Stevens concurs that Nesselrode takes its name from Count Karl Nesselrode but adds that he was “A German by heritage who nevertheless served as foreign minister to the Russian Czars for most of his career”. She also agrees that Nesselrode, described as “an iced pudding” was actually created by Nesselrode’s chef, almost certainly during the Congress of Vienna in 1814-15, convened after Napoleon’s first abdication.

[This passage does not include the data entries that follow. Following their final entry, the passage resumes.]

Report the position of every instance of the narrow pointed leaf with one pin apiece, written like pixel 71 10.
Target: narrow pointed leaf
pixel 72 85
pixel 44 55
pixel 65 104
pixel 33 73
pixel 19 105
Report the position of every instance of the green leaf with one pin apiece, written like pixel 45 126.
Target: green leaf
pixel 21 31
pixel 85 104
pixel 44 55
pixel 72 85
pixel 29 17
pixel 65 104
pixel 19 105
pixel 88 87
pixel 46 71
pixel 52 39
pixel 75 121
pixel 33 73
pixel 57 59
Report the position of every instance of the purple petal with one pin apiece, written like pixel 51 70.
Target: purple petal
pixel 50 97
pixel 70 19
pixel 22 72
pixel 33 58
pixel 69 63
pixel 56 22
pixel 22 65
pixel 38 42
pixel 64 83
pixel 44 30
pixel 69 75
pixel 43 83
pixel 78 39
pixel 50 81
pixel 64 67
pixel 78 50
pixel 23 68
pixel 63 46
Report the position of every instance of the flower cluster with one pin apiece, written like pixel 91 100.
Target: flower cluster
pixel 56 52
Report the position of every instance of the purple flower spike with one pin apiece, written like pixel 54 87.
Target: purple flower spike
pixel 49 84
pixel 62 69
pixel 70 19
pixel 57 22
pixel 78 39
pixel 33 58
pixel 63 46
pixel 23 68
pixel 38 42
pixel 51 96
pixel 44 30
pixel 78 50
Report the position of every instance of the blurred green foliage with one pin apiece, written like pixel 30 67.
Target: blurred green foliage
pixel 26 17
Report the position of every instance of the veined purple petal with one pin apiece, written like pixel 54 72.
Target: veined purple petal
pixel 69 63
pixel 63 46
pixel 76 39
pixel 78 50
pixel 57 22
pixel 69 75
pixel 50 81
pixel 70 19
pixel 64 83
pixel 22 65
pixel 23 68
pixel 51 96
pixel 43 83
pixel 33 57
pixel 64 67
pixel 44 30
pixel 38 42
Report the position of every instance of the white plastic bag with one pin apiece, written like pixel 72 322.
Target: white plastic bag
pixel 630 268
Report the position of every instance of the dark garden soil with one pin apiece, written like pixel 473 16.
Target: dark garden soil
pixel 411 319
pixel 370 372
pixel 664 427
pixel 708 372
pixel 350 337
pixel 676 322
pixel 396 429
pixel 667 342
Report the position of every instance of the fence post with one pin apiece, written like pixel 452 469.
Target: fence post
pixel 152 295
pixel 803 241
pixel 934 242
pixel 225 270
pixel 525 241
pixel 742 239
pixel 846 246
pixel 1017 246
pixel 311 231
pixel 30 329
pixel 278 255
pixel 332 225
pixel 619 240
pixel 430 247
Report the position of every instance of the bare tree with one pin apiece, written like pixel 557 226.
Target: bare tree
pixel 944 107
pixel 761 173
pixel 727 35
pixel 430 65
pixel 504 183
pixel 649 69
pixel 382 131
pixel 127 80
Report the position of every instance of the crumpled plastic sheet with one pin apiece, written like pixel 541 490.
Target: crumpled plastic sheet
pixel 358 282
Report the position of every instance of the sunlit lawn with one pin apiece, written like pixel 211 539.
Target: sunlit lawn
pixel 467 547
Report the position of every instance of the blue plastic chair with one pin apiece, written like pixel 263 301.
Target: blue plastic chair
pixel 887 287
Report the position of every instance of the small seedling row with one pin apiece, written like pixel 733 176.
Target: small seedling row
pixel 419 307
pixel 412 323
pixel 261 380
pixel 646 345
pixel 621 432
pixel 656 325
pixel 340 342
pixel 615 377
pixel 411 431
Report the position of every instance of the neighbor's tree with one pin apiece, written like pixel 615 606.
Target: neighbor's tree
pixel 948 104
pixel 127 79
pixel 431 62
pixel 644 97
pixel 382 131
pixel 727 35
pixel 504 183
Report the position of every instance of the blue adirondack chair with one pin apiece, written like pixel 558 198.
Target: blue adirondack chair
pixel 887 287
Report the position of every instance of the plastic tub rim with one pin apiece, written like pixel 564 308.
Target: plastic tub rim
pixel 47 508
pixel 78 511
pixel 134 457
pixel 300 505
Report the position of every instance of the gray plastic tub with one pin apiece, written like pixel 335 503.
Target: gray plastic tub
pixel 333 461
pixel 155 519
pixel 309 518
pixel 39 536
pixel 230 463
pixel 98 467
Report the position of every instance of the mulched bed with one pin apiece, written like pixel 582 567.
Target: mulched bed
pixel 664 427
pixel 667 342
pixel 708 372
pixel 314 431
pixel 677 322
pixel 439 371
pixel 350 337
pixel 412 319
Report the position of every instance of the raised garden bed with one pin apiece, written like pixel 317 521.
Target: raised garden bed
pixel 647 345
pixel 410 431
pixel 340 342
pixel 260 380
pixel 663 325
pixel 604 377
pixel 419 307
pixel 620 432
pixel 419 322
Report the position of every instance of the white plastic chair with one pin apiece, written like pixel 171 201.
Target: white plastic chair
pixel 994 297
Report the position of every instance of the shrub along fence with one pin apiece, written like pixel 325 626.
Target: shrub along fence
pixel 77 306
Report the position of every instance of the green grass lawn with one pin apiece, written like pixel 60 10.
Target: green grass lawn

“The Congress of Vienna,” writes Stevens, “set out to redraw the map of Europe as if Napoleon had never existed. It could not be done, of course; the delegates might as well have tried to put Humpty Dumpty together again. But the foreign ministers of the leader European powers did manage to hammer out a whole string of treaties based on balance of power that gave Europe a hundred years of relative peace….”

Stevens says that a number of dishes in classic cuisines were named for Nesselrode, mostly soups, “but few, if any besides the elegant ‘pudding’ still appear on menus today”.

(I’d be curious to learn where in the world anything Nesselrode appears on a menu today).

And now you know the rest of the story!

Happy Cooking!


One response to “Nesselrode WHAT?

  1. Ah, Chili.

    Since I have lived at least half of my life on Long Island (New York), I make something that I personally call “Long Island Chili.”

    By percentage, there’s a huge population of Italian-Americans on Long Island, and Italian ingredients sneak into many dishes — even my Chili.

    As my dear friend John, who is Italian-American, always has said, “On Long Island, everyone is Italian by consumption.”

    On Long Island, there’s lots of fusion cuisine as well and, in addition, people always are concerned about diet; calories and health. I do notice that, as to this last, there’s more talk than actual discipline.

    I know that there’s always been a controversy about the beans. Some people say that, without beans, it’s just a Sloppy Joe mix. Others say that the original Chili had no beans.

    To try to satisfy everyone, I do add some beans, but probably a lesser proportion than other cooks might.

    For the meat — here’s the Italian part; also fusion — I add Italian Sweet Pork Sausage, well-cooked and drained of fat, and ground dark meat turkey. The turkey makes the dieters happy.

    Then, the recipe is pretty conventional: An amount of fresh garlic that might seem excessive, finely minced … a couple of Spanish onions, chopped … a bell pepper, chopped; I do not favor the green peppers, so I use a red or yellow bell pepper … cumin, chili spice, oregano and lots of hot pepper, flakes and sauce. And three large cans of Roma tomatoes, drained. I do reserve the liquid from the cans.

    I make it in my wok — there’s more “fusion” — where it cooks down in about a half-hour. If it cooks down too quickly, I add back some of the tomato liquid. If it’s still too thick, later in the cooking, I add beer.

    To serve, I offer minced raw onion, shredded mozzarella cheese, which melts right in — ah, that’s Italian — and dairy sour cream to be stirred into the bowls of those who think my Chili is too hot.

    I also offer a variety of condiments, sort of as they do at an Indian restaurant. (More “fusion.”) I always have sliced jalapeno peppers for anyone who thinks the Chili is not hot enough … pitted, sliced black olives … tortilla chips … shredded iceberg lettuce … well, use your imagination. The toppings make it more fun.

    And I serve it with cornbread, often baked with some Cheddar Cheese, and brownies for dessert. After all, chocolate beans and chili peppers basically came from the same place to start.

    Even the most serious Chiliheads love my Chili!